O filme tem a clara intenção de atrair um novo público para a franquia. Quem não acompanhou a história desde o começo, consegue entender e aproveitar a animação. A narrativa quase não explora os personagens mais antigos. São poucas aparições e com poucas falas. Quem ainda consegue ter algum destaque é o Buzz, que sai do trailer e vai atrás do Woody. 

Outro ponto importante é a trajetória do protagonista. O longa traz um Woody diferente, que no começo está meio perdido e deslocado, mas depois se encontra e a gente percebe que ele tem novos objetivos. No final, o posicionamento dele é até um pouco contrário ao que foi construído ao longo dos outros filmes, mas é compreensível e mostra uma evolução do personagem. 

Ainda falando sobre evolução, a mudança da boneca Betty é algo que me deixou bem feliz. Nos filmes antigos ela tinha aquela aparência delicada e parecia ser frágil, mas em Toy Story 4 ela reaparece forte, independente e decidida, com postura de líder, mas a delicadeza do visual ainda se mantém e isso ajuda a quebrar alguns estereótipos que existem em relação às mulheres. 

É interessante também como o longa explora o universo de outros gêneros dentro do filme. Os momentos em que Gabby Gabby e seus assistentes aparecem são meio assustadores. A obra brinca com alguns elementos de filmes de terror aplicados para o público mais infantil, com um tom leve, mas sem deixar de assustar um pouquinho. 

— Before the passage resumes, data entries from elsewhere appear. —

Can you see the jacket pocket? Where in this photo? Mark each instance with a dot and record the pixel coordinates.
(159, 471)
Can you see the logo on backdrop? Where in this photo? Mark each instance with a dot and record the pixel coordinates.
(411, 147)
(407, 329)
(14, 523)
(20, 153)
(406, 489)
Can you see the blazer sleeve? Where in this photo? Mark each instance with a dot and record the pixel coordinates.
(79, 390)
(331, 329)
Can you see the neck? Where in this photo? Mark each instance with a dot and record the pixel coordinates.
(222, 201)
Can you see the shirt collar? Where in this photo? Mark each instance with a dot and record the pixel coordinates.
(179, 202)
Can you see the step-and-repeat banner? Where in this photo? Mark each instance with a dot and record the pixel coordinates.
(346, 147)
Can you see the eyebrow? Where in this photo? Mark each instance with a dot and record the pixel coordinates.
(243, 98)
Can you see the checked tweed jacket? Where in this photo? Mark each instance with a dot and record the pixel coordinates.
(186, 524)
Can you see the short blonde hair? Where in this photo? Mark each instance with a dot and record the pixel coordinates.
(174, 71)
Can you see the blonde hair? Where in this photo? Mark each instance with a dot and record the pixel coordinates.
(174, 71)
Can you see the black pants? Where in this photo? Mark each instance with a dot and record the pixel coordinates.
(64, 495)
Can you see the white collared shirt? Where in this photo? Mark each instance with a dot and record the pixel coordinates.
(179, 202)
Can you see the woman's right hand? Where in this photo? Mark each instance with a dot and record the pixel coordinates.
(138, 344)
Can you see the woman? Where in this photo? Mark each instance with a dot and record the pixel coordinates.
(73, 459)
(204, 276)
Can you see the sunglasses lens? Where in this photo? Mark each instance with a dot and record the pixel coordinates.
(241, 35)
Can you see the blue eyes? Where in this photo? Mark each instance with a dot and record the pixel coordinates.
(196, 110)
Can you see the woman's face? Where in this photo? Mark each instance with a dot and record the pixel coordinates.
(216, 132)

O filme explora alguns temas, como empatia, desapego, mudanças e aceitação. É legal ver como esses assuntos são trabalhados de maneira leve, mas que tocam e provocam reflexões, principalmente para quem acompanha a franquia desde o início. De maneira geral, o filme agrada. É divertido e emocionante, mas pode sim desapontar alguns fãs mais antigos. Eu fiquei muito dividida. Ao mesmo tempo que gostei, senti que não era aquilo que eu estava esperando, até porque eu não estava esperando mais nada. O final do terceiro filme foi tão perfeito que poderia ter parado ali. Acho que a intenção da Pixar com esse quarto Toy Story era dizer: atenção fãs antigos, estamos mudando o rumo da história. Não esperem ver os mesmos personagens para sempre. Você cresceu. Faça como o Andy.